文慧视线从他的腿上游过,又看向了电视,问:“看你样子,应该写得很满意吧。”
张宣回答:“还好。”
文慧过了会又问:“实体书什么时候出?”
张宣这时瞥了她眼,答非所问地说:“我说文慧,我人都出来了,电视调点声儿,咱俩就不用这么尬聊了哎。”
文慧不做声了,也不调电视声音,继续看无声的。
张宣目不转睛地盯着她看,开口道:“要不你去厨房帮忙吧。”
“好。”文慧应一声,嘴巴说好人却压根没动,继续看无声电视。
张宣对她来了个三秒钟的死亡凝视,稍后闭上眼睛,不搭理她了,不然非得被气死不可。
厨艺还是邹青竹的好,张宣先喝汤暖胃,再吃饭。
“慢点,慢点吃,你饿了别吃太快,这些都是你的,没人跟你抢……”
见不得他吃那么快,杜双伶在旁边一边用手帮他抚背,一边担心地唠叨。
“嗯。”张宣慢了些,但吃着吃着不自觉又快了。
这顿饭吃得舒服,一口气干了三大碗,老男人随后洗个澡倒头就睡。
邹青竹看着主卧关门了,就对文慧说:“咱老爷睡了,咱家还差个公子小姐呢,春宵一刻值千金呀,咱不打扰夫人了,咱们赶紧撤吧。
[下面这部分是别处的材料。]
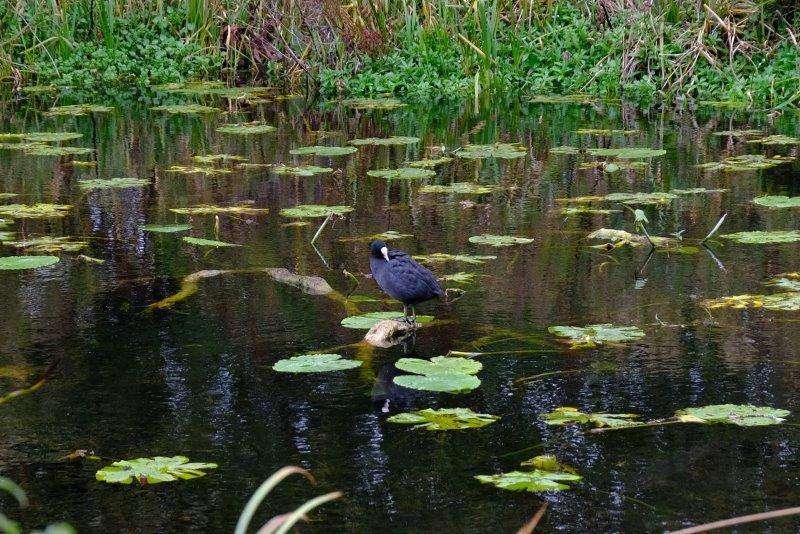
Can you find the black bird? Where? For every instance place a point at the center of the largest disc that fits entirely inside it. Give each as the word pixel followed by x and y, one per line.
pixel 402 278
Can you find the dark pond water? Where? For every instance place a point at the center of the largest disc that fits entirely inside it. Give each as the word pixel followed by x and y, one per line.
pixel 196 379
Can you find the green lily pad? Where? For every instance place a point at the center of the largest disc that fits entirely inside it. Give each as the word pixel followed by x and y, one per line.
pixel 777 201
pixel 444 419
pixel 496 150
pixel 733 414
pixel 48 245
pixel 185 109
pixel 591 336
pixel 499 240
pixel 16 263
pixel 315 363
pixel 459 188
pixel 759 237
pixel 385 141
pixel 301 170
pixel 35 211
pixel 548 475
pixel 153 470
pixel 77 110
pixel 314 210
pixel 324 151
pixel 441 257
pixel 51 137
pixel 205 209
pixel 247 128
pixel 429 163
pixel 208 242
pixel 368 320
pixel 166 228
pixel 112 183
pixel 408 173
pixel 372 103
pixel 567 415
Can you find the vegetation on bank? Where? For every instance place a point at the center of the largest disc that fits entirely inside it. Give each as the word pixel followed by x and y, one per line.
pixel 741 50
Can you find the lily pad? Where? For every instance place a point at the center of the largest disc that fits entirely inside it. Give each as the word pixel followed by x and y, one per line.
pixel 368 320
pixel 777 201
pixel 441 257
pixel 315 363
pixel 112 183
pixel 35 211
pixel 301 170
pixel 548 475
pixel 185 109
pixel 596 334
pixel 208 242
pixel 499 240
pixel 408 173
pixel 385 141
pixel 247 128
pixel 324 151
pixel 51 137
pixel 314 210
pixel 444 419
pixel 567 415
pixel 166 228
pixel 16 263
pixel 759 237
pixel 459 188
pixel 496 150
pixel 153 470
pixel 733 414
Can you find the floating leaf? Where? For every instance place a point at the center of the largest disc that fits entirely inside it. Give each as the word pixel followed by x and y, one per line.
pixel 429 163
pixel 733 414
pixel 759 237
pixel 167 228
pixel 51 137
pixel 496 150
pixel 459 188
pixel 35 211
pixel 152 470
pixel 499 240
pixel 408 173
pixel 441 257
pixel 591 336
pixel 16 263
pixel 314 210
pixel 247 128
pixel 301 170
pixel 444 419
pixel 777 201
pixel 205 209
pixel 567 415
pixel 385 141
pixel 185 109
pixel 208 242
pixel 112 183
pixel 315 363
pixel 324 151
pixel 368 320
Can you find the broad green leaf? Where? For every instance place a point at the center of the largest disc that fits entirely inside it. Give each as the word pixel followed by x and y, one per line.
pixel 444 419
pixel 593 335
pixel 496 150
pixel 499 240
pixel 315 363
pixel 152 470
pixel 368 320
pixel 16 263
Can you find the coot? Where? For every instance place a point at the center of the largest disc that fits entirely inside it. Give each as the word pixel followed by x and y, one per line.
pixel 402 278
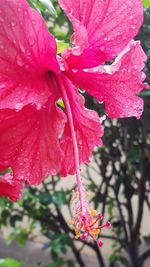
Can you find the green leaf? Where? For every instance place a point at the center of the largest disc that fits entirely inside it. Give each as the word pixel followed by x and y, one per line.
pixel 59 198
pixel 8 262
pixel 146 3
pixel 48 4
pixel 134 154
pixel 61 45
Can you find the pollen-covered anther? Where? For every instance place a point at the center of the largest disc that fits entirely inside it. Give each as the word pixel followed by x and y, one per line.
pixel 88 225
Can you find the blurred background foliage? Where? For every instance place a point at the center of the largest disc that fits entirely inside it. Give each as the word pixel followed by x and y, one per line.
pixel 121 192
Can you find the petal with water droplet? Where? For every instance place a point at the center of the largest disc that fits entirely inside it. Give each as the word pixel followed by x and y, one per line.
pixel 118 84
pixel 106 26
pixel 30 142
pixel 87 127
pixel 27 52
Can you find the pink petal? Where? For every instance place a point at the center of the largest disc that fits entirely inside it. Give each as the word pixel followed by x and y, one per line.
pixel 88 131
pixel 27 52
pixel 102 28
pixel 117 84
pixel 29 142
pixel 9 187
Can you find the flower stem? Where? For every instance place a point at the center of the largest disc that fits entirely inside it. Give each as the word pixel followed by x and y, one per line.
pixel 79 184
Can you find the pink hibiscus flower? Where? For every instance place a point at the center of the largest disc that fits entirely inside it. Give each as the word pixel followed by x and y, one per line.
pixel 37 137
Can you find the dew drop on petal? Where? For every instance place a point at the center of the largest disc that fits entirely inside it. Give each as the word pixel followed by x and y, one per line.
pixel 76 50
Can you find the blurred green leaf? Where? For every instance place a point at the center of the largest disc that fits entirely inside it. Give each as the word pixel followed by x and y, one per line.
pixel 146 3
pixel 61 45
pixel 8 262
pixel 145 93
pixel 134 154
pixel 59 198
pixel 48 4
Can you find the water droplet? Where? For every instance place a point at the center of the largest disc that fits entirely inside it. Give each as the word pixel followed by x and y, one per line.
pixel 31 41
pixel 20 61
pixel 85 70
pixel 76 50
pixel 13 23
pixel 102 48
pixel 2 85
pixel 74 70
pixel 18 106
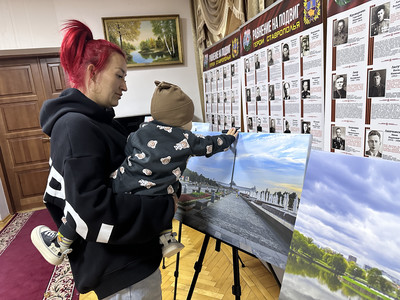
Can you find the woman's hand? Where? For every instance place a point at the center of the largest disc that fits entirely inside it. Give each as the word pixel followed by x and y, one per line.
pixel 233 131
pixel 175 197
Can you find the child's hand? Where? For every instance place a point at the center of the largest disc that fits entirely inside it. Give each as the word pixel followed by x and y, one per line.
pixel 233 132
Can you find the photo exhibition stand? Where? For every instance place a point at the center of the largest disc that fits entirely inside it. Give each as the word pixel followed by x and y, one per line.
pixel 236 289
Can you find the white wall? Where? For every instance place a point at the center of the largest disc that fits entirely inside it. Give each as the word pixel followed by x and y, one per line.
pixel 29 24
pixel 36 24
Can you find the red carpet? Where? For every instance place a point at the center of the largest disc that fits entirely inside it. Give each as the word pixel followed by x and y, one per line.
pixel 24 273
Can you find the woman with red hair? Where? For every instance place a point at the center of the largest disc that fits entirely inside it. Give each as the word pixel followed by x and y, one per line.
pixel 115 249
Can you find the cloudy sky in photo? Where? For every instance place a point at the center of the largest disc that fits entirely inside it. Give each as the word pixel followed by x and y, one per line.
pixel 273 161
pixel 351 205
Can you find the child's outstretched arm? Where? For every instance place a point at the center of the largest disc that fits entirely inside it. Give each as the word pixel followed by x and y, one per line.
pixel 209 145
pixel 233 131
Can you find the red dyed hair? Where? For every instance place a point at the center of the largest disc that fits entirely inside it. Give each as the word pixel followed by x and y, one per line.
pixel 79 49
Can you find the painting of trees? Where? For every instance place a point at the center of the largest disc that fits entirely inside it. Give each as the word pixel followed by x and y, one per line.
pixel 146 40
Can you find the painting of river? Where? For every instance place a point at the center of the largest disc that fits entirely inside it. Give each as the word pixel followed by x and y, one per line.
pixel 346 239
pixel 147 40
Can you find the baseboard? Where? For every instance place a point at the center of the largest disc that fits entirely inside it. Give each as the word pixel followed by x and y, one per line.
pixel 5 221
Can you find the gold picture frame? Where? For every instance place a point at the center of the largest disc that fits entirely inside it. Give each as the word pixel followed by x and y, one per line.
pixel 146 40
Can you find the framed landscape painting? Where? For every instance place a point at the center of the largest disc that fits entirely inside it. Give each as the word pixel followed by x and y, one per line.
pixel 147 40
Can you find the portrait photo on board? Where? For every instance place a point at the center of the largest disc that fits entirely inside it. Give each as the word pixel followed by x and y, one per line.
pixel 376 83
pixel 373 147
pixel 340 31
pixel 380 19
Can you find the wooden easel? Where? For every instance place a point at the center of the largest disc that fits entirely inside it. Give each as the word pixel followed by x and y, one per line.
pixel 236 289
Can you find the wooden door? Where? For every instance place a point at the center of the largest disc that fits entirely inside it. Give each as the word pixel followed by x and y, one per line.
pixel 25 83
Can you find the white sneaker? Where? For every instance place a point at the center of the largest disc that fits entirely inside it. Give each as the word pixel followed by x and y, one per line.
pixel 170 246
pixel 45 240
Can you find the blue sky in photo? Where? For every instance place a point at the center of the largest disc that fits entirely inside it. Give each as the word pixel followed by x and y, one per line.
pixel 217 167
pixel 273 161
pixel 351 205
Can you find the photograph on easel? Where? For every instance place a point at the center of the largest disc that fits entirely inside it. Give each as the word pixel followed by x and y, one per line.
pixel 248 197
pixel 346 239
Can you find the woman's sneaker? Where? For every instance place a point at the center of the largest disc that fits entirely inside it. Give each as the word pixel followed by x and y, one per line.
pixel 45 240
pixel 170 246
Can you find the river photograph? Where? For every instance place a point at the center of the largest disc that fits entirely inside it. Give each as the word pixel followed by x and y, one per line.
pixel 345 243
pixel 226 195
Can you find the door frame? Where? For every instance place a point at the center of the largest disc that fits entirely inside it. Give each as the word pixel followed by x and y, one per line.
pixel 12 54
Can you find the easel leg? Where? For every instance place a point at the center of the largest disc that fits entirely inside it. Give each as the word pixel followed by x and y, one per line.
pixel 176 274
pixel 198 265
pixel 271 269
pixel 236 289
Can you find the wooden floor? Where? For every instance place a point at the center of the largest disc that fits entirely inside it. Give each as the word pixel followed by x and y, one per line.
pixel 216 277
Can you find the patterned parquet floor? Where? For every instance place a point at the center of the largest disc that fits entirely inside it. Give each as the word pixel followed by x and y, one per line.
pixel 216 277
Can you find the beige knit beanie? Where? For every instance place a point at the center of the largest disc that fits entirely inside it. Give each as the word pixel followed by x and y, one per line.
pixel 170 105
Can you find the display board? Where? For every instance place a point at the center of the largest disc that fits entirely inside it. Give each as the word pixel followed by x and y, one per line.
pixel 363 79
pixel 221 81
pixel 346 242
pixel 282 59
pixel 248 196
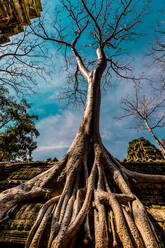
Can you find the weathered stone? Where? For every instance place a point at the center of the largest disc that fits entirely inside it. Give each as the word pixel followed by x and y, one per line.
pixel 14 232
pixel 142 150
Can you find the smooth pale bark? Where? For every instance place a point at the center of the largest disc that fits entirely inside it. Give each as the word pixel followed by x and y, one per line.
pixel 88 180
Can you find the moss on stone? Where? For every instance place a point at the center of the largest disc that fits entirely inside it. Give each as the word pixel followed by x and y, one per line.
pixel 142 150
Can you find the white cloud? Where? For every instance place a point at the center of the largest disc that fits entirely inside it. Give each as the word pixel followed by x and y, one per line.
pixel 56 134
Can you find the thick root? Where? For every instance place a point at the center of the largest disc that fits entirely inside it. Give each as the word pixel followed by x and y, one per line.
pixel 104 186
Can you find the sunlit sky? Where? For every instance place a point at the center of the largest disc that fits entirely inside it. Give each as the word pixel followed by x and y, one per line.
pixel 58 125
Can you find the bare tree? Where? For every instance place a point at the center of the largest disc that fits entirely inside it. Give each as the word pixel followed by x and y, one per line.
pixel 89 190
pixel 147 110
pixel 19 62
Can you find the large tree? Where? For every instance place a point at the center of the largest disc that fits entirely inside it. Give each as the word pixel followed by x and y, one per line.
pixel 89 190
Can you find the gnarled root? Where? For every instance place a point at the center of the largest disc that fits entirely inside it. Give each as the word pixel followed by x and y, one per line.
pixel 100 188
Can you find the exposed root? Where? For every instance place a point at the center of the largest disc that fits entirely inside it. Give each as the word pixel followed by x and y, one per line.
pixel 118 214
pixel 39 219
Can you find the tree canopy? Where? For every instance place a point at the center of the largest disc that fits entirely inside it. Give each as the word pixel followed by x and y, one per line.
pixel 91 201
pixel 17 128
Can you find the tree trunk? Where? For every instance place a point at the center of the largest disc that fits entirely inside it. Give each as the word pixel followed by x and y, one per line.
pixel 89 190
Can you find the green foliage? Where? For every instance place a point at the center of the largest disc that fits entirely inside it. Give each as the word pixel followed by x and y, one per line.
pixel 17 128
pixel 142 150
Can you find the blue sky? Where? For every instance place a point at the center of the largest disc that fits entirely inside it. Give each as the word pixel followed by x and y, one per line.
pixel 58 125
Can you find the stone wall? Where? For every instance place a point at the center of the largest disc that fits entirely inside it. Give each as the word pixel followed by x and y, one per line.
pixel 13 232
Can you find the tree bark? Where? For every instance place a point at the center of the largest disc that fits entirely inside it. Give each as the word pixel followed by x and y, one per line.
pixel 89 190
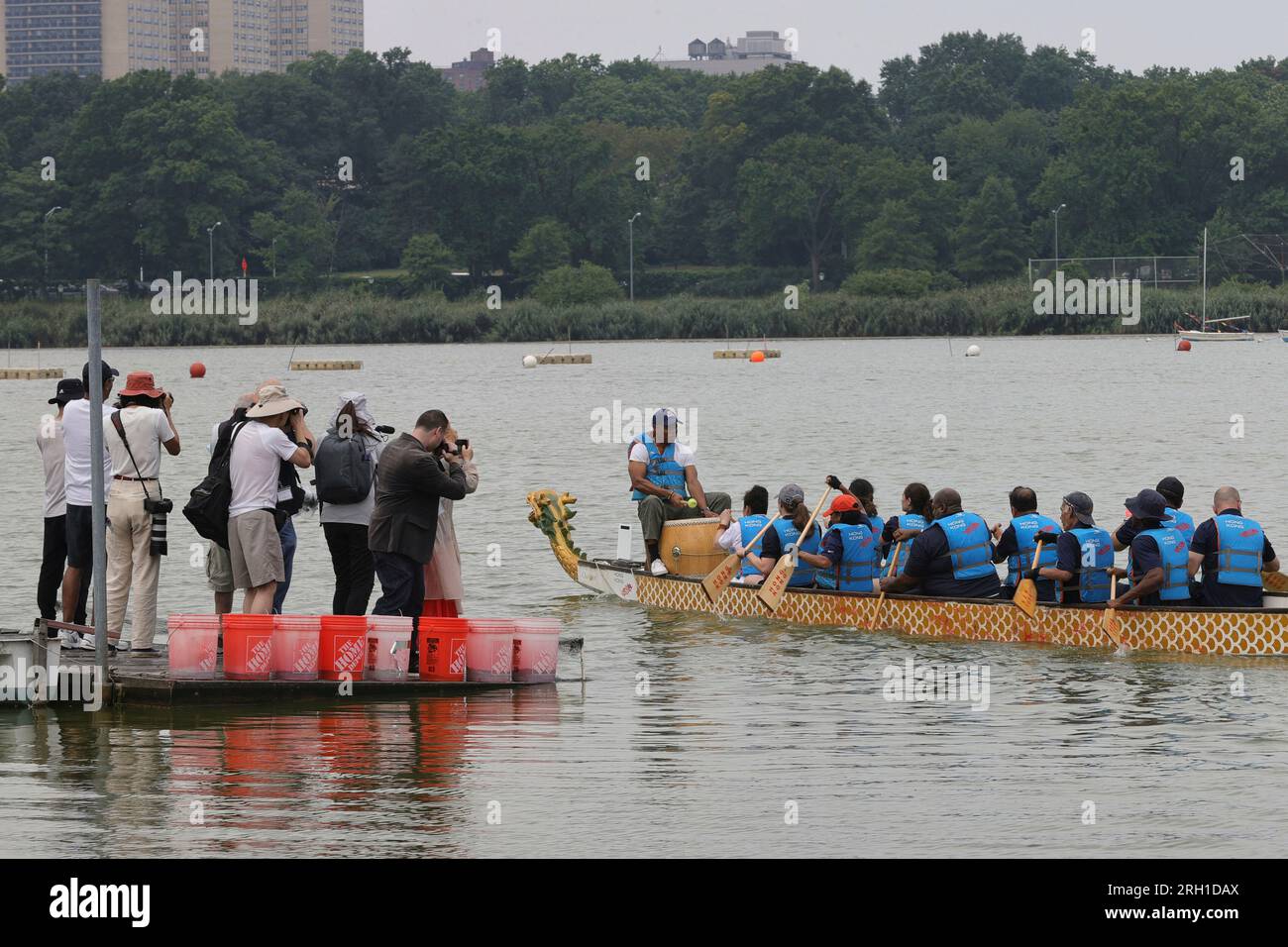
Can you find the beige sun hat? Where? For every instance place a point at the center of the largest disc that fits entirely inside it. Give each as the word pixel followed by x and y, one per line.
pixel 273 399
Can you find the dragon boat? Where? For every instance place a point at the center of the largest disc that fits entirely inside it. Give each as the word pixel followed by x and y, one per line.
pixel 1193 630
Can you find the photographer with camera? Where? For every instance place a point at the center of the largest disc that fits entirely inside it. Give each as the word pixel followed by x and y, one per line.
pixel 136 506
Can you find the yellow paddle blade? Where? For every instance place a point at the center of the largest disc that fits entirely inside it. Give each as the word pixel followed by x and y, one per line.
pixel 717 579
pixel 772 590
pixel 1026 596
pixel 1112 626
pixel 1274 581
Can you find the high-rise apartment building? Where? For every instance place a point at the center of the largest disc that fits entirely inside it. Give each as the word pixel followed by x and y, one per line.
pixel 111 38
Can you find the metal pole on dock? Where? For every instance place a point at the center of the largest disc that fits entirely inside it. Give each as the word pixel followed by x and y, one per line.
pixel 94 325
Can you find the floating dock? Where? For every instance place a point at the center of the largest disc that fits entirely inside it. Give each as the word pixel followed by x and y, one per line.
pixel 746 354
pixel 146 681
pixel 571 359
pixel 326 365
pixel 30 373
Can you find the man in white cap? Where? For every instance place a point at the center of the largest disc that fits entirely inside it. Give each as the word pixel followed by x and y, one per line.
pixel 274 431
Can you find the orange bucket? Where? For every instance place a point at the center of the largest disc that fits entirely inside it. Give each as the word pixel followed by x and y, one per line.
pixel 489 651
pixel 442 648
pixel 248 647
pixel 343 647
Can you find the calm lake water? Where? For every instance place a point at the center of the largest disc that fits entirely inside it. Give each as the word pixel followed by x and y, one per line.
pixel 745 720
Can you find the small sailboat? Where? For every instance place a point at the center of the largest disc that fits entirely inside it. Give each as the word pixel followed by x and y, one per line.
pixel 1203 333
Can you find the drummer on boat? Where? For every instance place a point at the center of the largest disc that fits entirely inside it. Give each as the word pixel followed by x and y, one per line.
pixel 952 557
pixel 1232 549
pixel 664 480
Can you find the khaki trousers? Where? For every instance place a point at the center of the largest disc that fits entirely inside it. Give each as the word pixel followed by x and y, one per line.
pixel 132 570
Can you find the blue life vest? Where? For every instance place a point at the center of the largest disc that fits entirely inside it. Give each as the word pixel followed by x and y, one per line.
pixel 967 545
pixel 787 535
pixel 906 521
pixel 1183 523
pixel 1026 527
pixel 1239 545
pixel 1176 557
pixel 750 526
pixel 1098 556
pixel 858 565
pixel 662 470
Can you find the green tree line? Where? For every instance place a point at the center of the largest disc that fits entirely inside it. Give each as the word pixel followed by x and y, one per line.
pixel 376 162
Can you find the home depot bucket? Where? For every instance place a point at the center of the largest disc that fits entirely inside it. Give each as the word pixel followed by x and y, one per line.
pixel 387 647
pixel 442 648
pixel 193 646
pixel 295 646
pixel 536 650
pixel 248 647
pixel 489 651
pixel 343 647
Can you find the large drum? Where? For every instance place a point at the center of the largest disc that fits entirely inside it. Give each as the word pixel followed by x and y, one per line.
pixel 688 547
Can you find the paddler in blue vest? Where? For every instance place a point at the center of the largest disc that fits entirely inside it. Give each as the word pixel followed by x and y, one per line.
pixel 664 480
pixel 900 531
pixel 785 536
pixel 952 558
pixel 1159 558
pixel 1085 554
pixel 738 535
pixel 1173 492
pixel 848 558
pixel 1233 551
pixel 1017 544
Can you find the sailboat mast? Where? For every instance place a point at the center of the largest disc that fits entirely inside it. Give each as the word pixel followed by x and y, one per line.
pixel 1205 278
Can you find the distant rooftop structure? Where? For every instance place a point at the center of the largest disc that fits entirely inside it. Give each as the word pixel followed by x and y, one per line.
pixel 755 51
pixel 471 75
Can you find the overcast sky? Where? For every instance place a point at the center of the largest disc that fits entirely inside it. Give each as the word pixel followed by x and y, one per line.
pixel 855 35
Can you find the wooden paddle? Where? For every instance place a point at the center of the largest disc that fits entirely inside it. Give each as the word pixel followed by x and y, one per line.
pixel 876 608
pixel 1109 621
pixel 717 579
pixel 1274 581
pixel 772 590
pixel 1026 591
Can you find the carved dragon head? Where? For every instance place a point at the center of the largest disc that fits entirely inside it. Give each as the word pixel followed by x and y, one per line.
pixel 550 513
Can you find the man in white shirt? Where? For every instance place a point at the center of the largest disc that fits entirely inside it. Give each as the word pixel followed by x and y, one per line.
pixel 665 483
pixel 53 560
pixel 258 449
pixel 77 466
pixel 134 438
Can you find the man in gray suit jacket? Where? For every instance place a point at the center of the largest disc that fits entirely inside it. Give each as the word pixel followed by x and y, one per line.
pixel 403 523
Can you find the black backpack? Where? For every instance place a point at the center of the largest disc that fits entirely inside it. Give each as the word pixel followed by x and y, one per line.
pixel 207 505
pixel 344 470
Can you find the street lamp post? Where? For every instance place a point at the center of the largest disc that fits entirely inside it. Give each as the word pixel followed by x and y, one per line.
pixel 210 232
pixel 46 232
pixel 1056 215
pixel 631 226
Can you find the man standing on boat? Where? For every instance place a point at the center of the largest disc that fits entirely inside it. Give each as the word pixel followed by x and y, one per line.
pixel 952 557
pixel 665 483
pixel 1158 556
pixel 1233 551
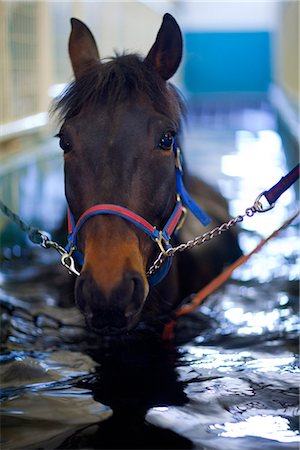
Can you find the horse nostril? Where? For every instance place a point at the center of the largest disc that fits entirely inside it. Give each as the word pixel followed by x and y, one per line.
pixel 134 293
pixel 119 308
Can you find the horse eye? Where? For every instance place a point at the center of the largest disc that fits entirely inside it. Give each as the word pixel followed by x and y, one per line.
pixel 167 141
pixel 64 143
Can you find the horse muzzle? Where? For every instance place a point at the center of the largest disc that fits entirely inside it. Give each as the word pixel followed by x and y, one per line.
pixel 112 287
pixel 114 312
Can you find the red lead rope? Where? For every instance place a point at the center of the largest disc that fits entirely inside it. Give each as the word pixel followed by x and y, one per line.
pixel 211 287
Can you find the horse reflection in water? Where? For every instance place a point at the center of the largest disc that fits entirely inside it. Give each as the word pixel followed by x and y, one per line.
pixel 121 121
pixel 131 382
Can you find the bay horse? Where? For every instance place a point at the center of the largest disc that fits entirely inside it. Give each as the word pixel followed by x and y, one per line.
pixel 121 122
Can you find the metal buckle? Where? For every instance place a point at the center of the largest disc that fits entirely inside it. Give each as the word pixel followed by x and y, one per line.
pixel 178 160
pixel 182 219
pixel 160 241
pixel 258 205
pixel 68 262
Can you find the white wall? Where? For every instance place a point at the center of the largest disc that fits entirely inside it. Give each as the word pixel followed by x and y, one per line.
pixel 224 15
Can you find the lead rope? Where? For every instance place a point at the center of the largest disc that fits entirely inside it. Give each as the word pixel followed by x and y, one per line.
pixel 38 237
pixel 271 196
pixel 168 333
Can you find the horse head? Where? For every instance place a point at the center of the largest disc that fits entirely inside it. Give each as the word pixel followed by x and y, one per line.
pixel 119 120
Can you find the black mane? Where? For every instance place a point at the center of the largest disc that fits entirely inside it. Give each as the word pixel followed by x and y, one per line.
pixel 115 81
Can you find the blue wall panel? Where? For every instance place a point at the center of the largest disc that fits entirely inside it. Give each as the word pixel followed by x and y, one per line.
pixel 227 62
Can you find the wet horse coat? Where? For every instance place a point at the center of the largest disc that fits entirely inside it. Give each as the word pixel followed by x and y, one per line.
pixel 120 120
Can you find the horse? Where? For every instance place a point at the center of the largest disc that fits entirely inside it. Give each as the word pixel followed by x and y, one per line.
pixel 120 131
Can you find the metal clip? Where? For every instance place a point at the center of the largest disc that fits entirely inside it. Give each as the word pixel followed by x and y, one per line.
pixel 68 262
pixel 160 241
pixel 182 219
pixel 258 205
pixel 178 160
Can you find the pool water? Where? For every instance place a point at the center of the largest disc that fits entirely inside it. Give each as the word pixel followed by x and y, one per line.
pixel 229 380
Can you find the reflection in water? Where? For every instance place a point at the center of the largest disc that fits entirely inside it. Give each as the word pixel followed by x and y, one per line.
pixel 230 382
pixel 269 427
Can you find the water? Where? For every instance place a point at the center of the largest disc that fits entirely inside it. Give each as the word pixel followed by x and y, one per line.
pixel 229 381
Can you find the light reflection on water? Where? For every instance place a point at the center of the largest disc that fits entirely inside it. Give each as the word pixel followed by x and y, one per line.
pixel 269 427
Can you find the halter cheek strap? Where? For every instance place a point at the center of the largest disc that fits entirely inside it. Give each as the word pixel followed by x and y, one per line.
pixel 161 237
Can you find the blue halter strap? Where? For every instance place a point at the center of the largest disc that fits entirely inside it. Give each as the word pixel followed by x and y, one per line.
pixel 161 237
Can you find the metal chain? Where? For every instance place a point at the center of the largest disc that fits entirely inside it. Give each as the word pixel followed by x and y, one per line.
pixel 199 240
pixel 67 260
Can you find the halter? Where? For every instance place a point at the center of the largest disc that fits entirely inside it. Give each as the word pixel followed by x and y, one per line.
pixel 161 237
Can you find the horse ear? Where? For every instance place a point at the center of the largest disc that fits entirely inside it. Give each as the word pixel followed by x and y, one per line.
pixel 82 48
pixel 166 52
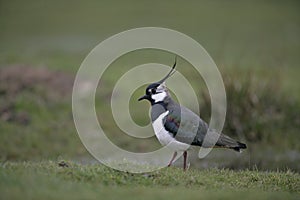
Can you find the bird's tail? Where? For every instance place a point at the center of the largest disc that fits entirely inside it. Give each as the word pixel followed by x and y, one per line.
pixel 227 142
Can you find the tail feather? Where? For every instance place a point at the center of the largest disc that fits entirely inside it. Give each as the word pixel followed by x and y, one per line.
pixel 227 142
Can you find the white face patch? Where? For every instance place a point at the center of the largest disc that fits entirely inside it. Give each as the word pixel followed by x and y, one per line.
pixel 159 96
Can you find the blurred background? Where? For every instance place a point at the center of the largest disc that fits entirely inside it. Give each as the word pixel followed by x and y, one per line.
pixel 255 45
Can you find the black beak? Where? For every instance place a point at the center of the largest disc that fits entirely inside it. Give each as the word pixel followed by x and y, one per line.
pixel 144 97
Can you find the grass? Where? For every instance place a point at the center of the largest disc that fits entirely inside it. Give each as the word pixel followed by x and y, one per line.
pixel 261 37
pixel 48 180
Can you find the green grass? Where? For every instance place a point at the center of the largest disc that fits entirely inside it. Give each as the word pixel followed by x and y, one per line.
pixel 258 37
pixel 47 180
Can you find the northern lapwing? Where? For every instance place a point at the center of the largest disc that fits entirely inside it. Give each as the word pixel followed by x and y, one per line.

”
文慧爽利一笑,视线在杜双伶身上停留几秒,道声“夫人晚安”,就挽着邹青竹的手臂走了,上了三楼。
杜双伶气结,心中那个郁闷啊,却偏偏没办法反驳。
自己是过敏体质,每次亲昵都特别容易在脖子上种草莓。
日子相处久了,难免有疏忽的时候,总有难么一两次被发现了端倪。
原地顿足半晌,杜双伶把大门从里反锁,也是去了主卧。
……
最近半个月,报纸上关于“白鹿原”和“废都”的口碑急转直下。
第263章 血淋淋的刀子
由于两部书中都呈现出大段露骨的性描写,“废都”和“白鹿原”自上市之日起就饱受非议。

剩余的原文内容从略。